Note: the .unwrap()/panic! worry is a non-issue — nearly all are in test modules; production request/boot paths are essentially panic-free. The real risks:

  • 🟠 Log swallowed persistence writes. ~30-40 dangerous let _ = save_*().await sites discard durability failures with zero diagnostics: server.rs:270 (mesh config), bitcoin_relay.rs:865 (relay state), update.rs:163/1223 (mirrors/update state), registry.rs:158, mesh/status.rs:286, scheduler.rs:179, install.rs:34. Convert to if let Err(e) = … { warn!(…) }; leave genuinely fire-and-forget ones commented.
  • 🟠 Remove blocking std::process::Command from async handlers. install.rs:2222 published_host_port (sync podman on the install path), dependencies.rs:316 (df), system/handlers.rs:578 (sudo), transport/fips.rs:50 (systemctl) stall tokio workers under load. Convert to tokio::process or spawn_blocking. Only 8 files use std::process::Command — bounded.
  • 🟡 Restrict Bitcoin RPC exposure. bootstrap.rs:409 writes rpcallowip=0.0.0.0/0. Scope to the container subnet / 127.0.0.1.
  • 🟡 Move generated secrets from env to file mounts. manifest.rs:1208-1226 injects secrets as -e KEY=value, readable via podman inspect / /proc/<pid>/environ. Prefer bind-mounting the existing 0600 secret file or podman --secret.
  • 🟡 Harden rate-limit IP extraction. middleware.rs:120-128 trusts client-spoofable X-Real-IP/X-Forwarded-For → per-request bucket rotation defeats the login limiter. Trust forwarded headers only from a configured proxy; have nginx set them.
  • 🟢 Include seq in the mesh signed preimage. message_types.rs:245-288 signs (t,v,ts) but sets the anti-replay seq after signing → a radio MITM can alter ordering without breaking the signature.
  • 🟢 Guard the short-DID slice panic (mesh/listener/decode.rs:566) and gate the dev-mode password123 bypass (auth.rs:18) behind #[cfg] before it can reach a release build.
  • 🟢 Apply the seccomp/apparmor profilesecurity/src/container_policies.rs:71 is a TODO; the profile is defined but never applied to podman.

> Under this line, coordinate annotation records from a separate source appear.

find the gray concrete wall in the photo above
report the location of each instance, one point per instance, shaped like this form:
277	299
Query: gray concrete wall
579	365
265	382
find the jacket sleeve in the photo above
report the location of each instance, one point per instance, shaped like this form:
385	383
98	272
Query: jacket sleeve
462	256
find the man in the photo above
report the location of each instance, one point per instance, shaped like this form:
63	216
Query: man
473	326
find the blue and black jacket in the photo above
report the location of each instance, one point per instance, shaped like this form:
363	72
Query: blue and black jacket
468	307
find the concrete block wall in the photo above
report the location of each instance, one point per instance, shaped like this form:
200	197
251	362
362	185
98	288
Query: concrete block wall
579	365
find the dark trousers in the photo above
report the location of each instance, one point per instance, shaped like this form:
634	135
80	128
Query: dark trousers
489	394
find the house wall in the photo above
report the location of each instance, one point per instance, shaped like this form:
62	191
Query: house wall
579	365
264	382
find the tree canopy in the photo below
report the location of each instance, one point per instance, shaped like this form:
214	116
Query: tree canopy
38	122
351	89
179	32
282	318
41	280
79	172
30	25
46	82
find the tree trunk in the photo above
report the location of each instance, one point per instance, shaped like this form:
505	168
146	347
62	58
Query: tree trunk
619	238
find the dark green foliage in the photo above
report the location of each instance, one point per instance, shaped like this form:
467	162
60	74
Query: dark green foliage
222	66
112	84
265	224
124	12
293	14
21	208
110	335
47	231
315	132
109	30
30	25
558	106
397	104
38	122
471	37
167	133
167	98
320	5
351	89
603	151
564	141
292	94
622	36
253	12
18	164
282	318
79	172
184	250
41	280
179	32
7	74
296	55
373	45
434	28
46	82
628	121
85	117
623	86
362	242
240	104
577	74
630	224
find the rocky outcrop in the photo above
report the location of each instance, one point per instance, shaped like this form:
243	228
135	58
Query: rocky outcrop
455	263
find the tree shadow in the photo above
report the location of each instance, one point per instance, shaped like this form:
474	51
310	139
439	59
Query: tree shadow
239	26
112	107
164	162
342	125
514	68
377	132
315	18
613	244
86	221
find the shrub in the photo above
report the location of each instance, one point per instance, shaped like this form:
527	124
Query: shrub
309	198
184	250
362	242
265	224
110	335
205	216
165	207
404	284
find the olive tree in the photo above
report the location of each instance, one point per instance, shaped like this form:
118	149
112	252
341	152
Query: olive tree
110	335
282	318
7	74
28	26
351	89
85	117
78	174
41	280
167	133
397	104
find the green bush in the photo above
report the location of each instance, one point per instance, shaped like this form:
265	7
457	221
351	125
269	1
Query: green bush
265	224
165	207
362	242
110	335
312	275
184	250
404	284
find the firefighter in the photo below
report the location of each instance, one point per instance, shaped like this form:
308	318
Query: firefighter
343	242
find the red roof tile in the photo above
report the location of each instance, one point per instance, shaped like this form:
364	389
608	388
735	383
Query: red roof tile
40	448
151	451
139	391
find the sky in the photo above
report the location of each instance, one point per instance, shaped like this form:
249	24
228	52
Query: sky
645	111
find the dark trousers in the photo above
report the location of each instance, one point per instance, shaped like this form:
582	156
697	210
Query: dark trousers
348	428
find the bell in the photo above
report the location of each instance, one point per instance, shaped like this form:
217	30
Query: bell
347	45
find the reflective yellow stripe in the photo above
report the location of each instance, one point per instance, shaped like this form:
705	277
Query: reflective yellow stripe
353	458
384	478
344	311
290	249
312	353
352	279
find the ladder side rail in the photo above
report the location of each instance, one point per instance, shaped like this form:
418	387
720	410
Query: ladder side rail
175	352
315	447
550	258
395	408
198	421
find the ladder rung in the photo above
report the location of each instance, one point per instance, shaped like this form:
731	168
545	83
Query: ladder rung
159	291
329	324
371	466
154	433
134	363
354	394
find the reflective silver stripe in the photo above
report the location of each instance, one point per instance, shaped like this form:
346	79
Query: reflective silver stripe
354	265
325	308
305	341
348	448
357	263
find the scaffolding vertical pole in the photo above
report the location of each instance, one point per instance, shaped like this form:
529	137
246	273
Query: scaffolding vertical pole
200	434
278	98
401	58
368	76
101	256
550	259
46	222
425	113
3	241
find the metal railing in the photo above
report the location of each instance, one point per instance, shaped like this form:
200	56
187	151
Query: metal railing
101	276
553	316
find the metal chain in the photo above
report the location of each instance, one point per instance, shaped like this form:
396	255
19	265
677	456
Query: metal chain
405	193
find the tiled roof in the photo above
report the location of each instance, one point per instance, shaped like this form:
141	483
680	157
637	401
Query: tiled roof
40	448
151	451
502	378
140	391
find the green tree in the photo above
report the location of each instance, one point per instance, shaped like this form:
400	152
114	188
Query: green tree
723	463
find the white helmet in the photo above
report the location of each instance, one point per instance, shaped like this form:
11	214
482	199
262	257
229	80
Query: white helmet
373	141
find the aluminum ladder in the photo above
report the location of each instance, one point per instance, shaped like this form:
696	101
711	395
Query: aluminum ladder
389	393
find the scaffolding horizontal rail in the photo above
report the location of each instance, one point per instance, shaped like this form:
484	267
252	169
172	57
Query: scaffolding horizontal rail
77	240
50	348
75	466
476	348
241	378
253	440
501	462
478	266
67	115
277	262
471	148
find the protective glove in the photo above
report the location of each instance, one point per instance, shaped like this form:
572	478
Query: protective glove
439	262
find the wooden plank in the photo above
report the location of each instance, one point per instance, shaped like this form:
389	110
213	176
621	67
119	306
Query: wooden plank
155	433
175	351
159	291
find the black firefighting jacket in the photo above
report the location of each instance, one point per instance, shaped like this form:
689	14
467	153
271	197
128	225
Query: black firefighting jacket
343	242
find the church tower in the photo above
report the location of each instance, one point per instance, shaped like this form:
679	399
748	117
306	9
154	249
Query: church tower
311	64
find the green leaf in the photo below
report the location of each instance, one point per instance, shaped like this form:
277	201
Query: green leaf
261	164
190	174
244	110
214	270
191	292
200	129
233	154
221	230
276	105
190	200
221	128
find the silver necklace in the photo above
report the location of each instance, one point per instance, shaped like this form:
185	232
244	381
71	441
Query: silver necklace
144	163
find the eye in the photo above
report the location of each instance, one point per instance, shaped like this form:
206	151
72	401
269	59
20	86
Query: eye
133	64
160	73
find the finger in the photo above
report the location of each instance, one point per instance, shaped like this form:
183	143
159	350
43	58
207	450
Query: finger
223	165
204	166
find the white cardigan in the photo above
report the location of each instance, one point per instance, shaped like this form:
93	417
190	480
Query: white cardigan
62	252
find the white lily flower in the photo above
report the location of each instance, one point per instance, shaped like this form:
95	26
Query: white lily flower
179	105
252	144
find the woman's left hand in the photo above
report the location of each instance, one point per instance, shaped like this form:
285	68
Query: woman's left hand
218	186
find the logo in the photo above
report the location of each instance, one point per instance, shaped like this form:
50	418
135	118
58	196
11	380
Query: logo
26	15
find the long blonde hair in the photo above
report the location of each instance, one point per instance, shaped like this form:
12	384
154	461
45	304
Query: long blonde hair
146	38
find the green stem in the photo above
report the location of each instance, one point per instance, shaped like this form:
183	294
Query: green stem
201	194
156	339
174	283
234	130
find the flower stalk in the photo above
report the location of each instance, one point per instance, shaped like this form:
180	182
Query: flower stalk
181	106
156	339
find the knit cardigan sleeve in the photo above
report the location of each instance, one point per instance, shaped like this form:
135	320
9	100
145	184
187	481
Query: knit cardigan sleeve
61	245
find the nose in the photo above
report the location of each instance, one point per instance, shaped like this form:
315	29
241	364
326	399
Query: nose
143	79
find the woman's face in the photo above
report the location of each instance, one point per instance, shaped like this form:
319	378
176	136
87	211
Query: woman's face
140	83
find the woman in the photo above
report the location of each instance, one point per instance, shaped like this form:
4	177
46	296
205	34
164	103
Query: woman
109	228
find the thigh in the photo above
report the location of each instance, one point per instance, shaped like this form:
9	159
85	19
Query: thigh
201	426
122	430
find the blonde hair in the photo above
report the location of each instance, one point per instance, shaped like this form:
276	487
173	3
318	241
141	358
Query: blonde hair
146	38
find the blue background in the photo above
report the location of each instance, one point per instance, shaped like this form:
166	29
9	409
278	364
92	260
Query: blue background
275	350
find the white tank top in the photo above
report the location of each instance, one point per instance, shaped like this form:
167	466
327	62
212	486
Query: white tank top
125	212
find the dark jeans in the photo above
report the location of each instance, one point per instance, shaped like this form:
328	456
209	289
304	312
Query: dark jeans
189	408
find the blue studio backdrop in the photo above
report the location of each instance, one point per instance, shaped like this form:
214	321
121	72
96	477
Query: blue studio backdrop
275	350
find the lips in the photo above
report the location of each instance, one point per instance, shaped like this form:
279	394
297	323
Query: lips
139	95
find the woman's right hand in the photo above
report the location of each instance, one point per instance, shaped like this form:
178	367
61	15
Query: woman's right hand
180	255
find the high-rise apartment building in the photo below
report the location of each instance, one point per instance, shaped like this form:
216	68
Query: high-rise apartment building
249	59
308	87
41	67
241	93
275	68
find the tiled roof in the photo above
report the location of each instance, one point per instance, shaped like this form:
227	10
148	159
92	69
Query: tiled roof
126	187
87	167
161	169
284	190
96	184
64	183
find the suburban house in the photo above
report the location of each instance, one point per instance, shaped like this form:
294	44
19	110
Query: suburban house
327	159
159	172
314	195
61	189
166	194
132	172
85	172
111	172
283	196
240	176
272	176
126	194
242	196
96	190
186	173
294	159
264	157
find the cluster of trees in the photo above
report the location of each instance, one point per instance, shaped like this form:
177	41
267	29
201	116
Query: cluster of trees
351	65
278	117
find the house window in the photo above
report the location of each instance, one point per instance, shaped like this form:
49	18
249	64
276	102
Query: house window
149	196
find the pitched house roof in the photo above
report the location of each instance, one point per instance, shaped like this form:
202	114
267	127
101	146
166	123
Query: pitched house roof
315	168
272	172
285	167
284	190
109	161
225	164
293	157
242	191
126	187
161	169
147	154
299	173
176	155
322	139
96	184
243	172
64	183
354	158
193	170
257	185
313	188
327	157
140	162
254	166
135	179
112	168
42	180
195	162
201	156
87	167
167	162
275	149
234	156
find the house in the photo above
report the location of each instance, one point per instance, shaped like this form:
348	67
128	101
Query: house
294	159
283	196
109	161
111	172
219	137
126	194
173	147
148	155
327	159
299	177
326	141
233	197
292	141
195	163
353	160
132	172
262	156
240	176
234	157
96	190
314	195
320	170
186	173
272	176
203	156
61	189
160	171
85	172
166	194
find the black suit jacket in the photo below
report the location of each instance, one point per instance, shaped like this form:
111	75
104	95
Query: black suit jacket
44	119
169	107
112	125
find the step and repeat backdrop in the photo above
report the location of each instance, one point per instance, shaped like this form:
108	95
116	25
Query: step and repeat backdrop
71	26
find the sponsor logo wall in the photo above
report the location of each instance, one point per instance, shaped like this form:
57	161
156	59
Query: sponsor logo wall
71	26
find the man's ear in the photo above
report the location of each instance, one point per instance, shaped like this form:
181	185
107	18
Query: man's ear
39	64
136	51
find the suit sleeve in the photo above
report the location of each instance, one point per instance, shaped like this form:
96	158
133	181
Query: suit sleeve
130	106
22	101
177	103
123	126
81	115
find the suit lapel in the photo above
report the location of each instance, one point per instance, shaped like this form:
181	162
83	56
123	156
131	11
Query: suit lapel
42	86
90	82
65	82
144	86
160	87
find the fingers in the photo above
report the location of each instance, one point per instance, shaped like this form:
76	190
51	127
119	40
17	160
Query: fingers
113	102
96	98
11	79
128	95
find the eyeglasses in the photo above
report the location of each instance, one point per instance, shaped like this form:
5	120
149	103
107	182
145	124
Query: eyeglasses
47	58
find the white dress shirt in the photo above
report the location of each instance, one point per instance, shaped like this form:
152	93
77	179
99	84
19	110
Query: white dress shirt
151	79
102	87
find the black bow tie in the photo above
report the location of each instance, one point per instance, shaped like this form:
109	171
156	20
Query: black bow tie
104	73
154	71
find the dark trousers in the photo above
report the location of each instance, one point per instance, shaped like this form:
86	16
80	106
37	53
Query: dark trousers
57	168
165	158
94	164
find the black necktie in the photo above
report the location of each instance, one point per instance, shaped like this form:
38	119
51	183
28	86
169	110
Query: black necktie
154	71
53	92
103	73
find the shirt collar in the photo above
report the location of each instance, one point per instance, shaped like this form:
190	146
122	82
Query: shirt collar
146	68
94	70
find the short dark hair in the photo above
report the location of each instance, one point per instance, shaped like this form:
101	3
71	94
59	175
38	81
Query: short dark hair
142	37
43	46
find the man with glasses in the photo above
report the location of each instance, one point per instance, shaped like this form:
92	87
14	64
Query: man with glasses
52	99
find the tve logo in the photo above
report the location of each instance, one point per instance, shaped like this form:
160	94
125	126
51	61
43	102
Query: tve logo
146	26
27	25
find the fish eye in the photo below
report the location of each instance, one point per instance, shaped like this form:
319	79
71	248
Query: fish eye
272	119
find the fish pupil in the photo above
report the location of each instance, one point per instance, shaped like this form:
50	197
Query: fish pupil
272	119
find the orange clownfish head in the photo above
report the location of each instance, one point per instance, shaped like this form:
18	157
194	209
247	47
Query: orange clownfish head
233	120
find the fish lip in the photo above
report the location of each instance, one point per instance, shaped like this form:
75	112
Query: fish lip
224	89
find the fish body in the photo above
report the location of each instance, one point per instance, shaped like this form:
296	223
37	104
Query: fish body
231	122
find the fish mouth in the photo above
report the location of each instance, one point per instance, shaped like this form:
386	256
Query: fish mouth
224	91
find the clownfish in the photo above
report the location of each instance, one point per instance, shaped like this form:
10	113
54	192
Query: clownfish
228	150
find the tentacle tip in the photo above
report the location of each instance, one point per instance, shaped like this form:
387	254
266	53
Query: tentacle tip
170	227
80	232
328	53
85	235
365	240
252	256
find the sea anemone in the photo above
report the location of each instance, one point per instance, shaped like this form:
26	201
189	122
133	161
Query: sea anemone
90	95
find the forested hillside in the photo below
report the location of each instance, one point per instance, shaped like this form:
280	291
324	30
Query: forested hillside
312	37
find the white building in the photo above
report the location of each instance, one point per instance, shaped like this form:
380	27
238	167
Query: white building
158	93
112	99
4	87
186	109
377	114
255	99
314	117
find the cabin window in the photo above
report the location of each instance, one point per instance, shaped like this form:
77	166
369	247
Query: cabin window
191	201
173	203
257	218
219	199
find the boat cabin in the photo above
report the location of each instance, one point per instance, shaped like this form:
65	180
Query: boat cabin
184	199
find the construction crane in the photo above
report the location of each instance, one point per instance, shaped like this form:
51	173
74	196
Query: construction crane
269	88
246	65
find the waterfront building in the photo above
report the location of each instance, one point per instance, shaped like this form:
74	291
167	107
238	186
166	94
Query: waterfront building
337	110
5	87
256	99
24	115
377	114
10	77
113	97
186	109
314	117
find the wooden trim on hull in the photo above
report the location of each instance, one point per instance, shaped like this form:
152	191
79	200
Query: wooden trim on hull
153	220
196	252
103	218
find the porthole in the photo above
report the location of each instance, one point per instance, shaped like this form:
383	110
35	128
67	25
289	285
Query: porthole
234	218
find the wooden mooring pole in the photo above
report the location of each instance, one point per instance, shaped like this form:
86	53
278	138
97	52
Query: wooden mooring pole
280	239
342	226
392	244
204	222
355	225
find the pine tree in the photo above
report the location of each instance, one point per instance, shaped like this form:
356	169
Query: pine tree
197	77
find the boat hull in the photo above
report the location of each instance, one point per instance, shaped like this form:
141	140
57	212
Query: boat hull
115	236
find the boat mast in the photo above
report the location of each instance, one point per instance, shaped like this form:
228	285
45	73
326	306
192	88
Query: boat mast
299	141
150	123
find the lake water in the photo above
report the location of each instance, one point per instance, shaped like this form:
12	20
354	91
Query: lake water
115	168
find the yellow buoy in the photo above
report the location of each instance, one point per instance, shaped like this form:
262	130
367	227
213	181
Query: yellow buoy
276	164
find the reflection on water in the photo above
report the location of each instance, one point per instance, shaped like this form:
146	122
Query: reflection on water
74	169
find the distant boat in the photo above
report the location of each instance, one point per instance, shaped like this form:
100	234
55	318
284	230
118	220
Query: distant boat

§D — Frontend security & performance (🟠)

The untrusted mesh/LoRa chat path is safe (interpolation, no v-html — good). The real issues are the app-bridge origin model and a bloated bundle.

  • 🟠 Validate event.origin + add consent gates in the NIP-07 nostr bridge. stores/appLauncher.ts:385-490 derives the caller from the launcher's own URL, never event.origin, and getPublicKey/nip04.decrypt/nip44.decrypt have no consent gate → any co-resident iframe can deanonymize the nostr identity or use the node as a decryption oracle while an app is open. Check event.origin against the open app's real origin; key approvals on it; gate decrypt/getPublicKey like signEvent.
  • 🟠 Origin-check the share-to-mesh handler. App.vue:450-464 acts on {type:'share-to-mesh', cid} from any sender and force-navigates to /mesh with the CID pre-staged. Add ev.origin === window.location.origin (as Chat.vue:95 already does).
  • 🟡 Decide the app-iframe isolation model. AppSessionFrame.vue:54 / AppLauncherOverlay.vue:79 embed apps same-origin with no meaningful sandbox; a same-origin app can read the CSRF cookie + localStorage. Ideal fix (serve apps from a per-app subdomain origin) is architectural — at minimum decide + document for 1.8.0.
  • 🟡 Shrink the 93 MB dist. assets/video/video-intro.mp4 is 14.7 MB (precached by the service worker → blocks PWA install), plus ~18 MB of ~1 MB full-screen JPEGs. Convert backgrounds to WebP/AVIF at responsive sizes, lazy/stream the intro video, and exclude video/audio from the Workbox precache. Biggest, easiest perf win.
  • 🟢 DOMPurify the Server.vue QR SVG (:283/:295 render v-html unsanitized while TwoFactorSection.vue sanitizes the analogous SVG); guard the unguarded pollInterval (Mesh.vue:391); surface silent data-fetch failures (curatedApps.ts:58/71).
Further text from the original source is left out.